Your Post-Military Job: What You Can’t (And Can) Take With You

Knowing what you can’t, and can, take with you to your next job is incredibly important, especially when it comes to the military. Whether you realize it or not (I know it’s hard to stay awake through all of those preseparation counseling sessions) there may be restrictions concerning where you can work post military and what kinds of jobs you can take.
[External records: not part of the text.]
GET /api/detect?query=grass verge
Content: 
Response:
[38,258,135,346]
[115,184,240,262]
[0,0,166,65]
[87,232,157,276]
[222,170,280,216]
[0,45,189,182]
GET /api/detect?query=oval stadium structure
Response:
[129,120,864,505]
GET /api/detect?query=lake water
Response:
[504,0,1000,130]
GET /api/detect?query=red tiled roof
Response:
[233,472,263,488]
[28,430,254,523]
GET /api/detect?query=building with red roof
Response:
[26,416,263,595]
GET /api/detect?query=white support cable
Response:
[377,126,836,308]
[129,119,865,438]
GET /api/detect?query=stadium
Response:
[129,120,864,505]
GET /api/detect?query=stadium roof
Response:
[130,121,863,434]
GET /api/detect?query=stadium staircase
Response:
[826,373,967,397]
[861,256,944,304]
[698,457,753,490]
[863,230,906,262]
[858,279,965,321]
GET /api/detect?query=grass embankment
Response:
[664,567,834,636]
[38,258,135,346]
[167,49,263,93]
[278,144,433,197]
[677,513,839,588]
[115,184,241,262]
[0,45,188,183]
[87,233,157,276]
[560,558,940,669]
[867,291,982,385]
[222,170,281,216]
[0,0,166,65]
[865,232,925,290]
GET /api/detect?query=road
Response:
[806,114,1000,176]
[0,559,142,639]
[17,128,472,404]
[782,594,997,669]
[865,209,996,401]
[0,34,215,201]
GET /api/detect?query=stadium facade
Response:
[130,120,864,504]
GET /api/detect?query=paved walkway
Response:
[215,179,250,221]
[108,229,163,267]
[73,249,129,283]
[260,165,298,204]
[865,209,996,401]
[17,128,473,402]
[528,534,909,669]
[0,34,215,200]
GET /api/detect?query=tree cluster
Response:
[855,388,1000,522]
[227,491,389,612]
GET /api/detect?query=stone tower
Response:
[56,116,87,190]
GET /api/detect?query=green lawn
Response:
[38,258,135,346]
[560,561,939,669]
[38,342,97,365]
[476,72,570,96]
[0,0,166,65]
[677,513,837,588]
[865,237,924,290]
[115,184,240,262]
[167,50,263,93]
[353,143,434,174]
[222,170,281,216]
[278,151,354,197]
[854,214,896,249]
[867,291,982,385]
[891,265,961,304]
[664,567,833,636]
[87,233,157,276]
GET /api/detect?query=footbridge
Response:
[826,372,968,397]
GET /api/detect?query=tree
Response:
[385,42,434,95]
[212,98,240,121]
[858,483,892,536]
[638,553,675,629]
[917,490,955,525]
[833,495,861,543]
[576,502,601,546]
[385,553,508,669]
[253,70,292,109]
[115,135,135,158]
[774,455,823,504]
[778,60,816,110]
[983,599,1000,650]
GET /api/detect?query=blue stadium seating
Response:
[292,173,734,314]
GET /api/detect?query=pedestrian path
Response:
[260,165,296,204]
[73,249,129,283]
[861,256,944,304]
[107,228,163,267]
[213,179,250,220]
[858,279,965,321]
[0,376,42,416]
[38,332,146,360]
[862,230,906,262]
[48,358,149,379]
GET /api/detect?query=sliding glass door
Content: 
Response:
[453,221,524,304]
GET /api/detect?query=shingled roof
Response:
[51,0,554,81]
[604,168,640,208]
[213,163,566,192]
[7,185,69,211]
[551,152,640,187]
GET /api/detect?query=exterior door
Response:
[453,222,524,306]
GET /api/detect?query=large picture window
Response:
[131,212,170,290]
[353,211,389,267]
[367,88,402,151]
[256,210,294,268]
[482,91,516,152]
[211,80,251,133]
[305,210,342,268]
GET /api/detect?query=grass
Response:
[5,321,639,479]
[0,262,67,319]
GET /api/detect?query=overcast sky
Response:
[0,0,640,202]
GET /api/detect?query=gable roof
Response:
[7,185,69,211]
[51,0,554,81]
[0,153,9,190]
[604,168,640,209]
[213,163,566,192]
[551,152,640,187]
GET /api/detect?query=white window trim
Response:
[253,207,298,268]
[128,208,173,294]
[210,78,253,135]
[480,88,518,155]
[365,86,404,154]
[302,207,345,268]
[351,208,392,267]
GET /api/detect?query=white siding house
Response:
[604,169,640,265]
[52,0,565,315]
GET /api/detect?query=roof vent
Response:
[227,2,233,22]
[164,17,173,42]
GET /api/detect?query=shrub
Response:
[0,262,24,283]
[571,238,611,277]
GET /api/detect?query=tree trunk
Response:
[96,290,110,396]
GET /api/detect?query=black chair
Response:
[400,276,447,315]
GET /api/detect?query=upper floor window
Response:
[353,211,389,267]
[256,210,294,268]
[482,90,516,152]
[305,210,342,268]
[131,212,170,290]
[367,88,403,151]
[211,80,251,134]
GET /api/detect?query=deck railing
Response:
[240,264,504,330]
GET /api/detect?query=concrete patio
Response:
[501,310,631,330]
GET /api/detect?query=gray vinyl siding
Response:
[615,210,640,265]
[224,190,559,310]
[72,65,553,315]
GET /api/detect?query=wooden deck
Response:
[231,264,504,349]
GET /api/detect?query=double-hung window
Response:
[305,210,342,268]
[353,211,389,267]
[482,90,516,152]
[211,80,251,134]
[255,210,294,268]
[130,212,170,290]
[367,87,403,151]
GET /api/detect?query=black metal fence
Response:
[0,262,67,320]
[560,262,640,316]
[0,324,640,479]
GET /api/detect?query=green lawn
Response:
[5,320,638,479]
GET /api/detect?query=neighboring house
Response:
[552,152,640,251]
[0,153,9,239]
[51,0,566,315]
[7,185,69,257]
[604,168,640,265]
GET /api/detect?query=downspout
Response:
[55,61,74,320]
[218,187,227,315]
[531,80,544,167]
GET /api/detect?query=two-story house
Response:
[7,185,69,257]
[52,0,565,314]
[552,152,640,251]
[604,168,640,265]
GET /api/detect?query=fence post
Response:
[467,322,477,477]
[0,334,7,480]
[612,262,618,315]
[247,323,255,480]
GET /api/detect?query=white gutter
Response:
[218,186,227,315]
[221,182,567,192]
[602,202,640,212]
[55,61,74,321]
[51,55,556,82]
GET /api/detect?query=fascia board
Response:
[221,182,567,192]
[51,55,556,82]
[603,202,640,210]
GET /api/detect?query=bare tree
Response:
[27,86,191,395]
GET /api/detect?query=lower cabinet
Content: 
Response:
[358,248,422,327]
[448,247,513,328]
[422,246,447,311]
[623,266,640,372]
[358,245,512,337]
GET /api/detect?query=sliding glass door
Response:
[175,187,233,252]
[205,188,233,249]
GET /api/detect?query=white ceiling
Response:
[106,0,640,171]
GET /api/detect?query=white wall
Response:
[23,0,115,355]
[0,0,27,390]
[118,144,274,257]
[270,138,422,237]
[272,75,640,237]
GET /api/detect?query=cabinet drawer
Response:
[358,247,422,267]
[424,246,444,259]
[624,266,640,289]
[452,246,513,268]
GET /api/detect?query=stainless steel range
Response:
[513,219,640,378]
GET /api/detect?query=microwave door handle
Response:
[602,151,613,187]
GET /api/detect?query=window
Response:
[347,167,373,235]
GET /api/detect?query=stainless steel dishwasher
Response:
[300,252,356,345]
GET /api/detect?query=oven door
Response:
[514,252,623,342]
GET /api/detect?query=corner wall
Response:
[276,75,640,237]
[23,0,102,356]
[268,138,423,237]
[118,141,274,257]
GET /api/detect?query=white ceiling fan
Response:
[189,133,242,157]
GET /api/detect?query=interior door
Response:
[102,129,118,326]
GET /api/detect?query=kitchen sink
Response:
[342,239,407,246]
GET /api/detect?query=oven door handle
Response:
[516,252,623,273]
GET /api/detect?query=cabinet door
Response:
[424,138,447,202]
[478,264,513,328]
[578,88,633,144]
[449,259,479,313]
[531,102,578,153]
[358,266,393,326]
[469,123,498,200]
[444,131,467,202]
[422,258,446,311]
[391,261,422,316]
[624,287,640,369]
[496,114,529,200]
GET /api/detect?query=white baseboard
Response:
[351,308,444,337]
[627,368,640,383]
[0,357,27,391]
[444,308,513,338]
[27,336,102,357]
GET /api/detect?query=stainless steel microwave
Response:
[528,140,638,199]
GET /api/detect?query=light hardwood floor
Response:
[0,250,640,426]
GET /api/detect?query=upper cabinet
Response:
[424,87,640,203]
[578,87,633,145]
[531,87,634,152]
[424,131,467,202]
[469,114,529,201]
Employment restrictions, just like any other provided guidelines, can be open to interpretation. If you have any questions or concerns, consult with a military staff judge advocate officer. And while there’s a lot you can’t take with you, there’s so much more you can. Keep these thoughts in mind when applying for your next position:

  1. Your security clearance. One of the biggest employment perks out there, your security clearance can be the ticket to landing your next job. Try to find a job that requires the high-level of clearance you have. Keep tabs on your clearance status and be sure to find our when your last reinvestigation was before you separate from service.
  2. Your veteran’s preference. Be sure to list your veteran’s preference on your resume. Government contractors and agencies are looking to hire service-disabled veterans and those with military experience. Listing your veteran’s preference shows you have it.
  3. Your training. Highlight your military training. Be sure to put it into laymen’s terms where necessary, but don’t exclude it just because it didn’t come from a university. That practical experience may be the critical factor that helps you land your next job.
  4. Your contacts. While there are restrictions against jumping directly into certain contract positions (especially if you were a program manager or oversaw certain contracts), the network of contacts you built during your military career is absolutely something you take with you into the civilian workplace. You probably already have an idea for the companies, offices, or areas you’re most interested in. Reach out to individuals working within those organizations or similar ones and let them know you’re on the market. Start building your career network before you separate from service, and reenergize your efforts once you’re officially out.